First we should see how active noise reduction works. The simplest definition would be:
Active Noise Cancelling uses electric signals to reduce unwanted sounds.
The following picture on Active noise control depicts it in a simple manner:
Then we can see what unwanted sounds ANR can actually reduce. As mentioned in A Guide To Buying An Aviation Headset:
ANR headsets work best at frequencies below about 400-450 Hertz. This
represents the normal frequency range for speech, and also much
propeller and exhaust noise is in this region. ANR headsets are
therefore a significant advantage where intelligibility of
transmissions is affected by engine and propeller noise.
In general, ANR Headsets offer greater hearing protection in
high-noise environments but will do little to reduce noise at higher
frequencies such as wind or airflow noise.

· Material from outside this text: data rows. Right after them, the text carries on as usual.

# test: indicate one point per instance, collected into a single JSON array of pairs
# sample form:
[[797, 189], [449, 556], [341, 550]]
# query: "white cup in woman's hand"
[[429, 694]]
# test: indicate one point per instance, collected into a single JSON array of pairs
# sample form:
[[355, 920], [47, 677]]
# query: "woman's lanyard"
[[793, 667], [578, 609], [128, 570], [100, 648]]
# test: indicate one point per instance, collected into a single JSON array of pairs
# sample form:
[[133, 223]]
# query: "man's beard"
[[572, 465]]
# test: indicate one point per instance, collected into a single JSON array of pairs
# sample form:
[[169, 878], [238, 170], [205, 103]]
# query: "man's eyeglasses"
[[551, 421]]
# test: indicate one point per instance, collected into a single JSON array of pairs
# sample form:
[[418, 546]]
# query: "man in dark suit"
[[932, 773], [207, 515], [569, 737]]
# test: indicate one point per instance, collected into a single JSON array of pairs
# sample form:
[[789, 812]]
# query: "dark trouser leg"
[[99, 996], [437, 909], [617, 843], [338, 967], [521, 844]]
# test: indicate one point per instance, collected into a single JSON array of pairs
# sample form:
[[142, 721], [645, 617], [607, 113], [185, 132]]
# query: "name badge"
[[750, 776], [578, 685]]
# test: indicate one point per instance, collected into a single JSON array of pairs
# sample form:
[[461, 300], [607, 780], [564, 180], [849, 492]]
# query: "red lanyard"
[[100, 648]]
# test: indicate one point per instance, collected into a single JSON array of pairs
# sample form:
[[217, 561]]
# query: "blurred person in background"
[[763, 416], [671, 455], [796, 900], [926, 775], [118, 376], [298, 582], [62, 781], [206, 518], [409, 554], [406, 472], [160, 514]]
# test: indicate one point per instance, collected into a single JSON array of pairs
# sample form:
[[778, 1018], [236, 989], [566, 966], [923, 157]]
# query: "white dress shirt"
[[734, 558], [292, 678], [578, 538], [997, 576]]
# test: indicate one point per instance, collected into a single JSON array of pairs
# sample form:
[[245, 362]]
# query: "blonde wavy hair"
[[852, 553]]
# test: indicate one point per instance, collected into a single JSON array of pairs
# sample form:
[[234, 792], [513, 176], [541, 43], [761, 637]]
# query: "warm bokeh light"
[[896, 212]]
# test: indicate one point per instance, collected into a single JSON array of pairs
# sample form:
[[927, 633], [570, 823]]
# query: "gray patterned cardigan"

In a flying airplane (even in a slow flight), wind flow would be quite high. This PDF (page 1, paragraph 3) states:
The wind noise spectrum is dominated by the lower frequencies (< 500
Hz), although at 27 mph when saturation is present, the wind noise
level can be greater than 60 dB SPL at 8 kHz.
Since passive noise control is sound reduction by noise-isolating materials such as insulation, sound-absorbing tiles, or a muffler rather than a power source, in an open cockpit, passive NR headsets work better than active NR headsets.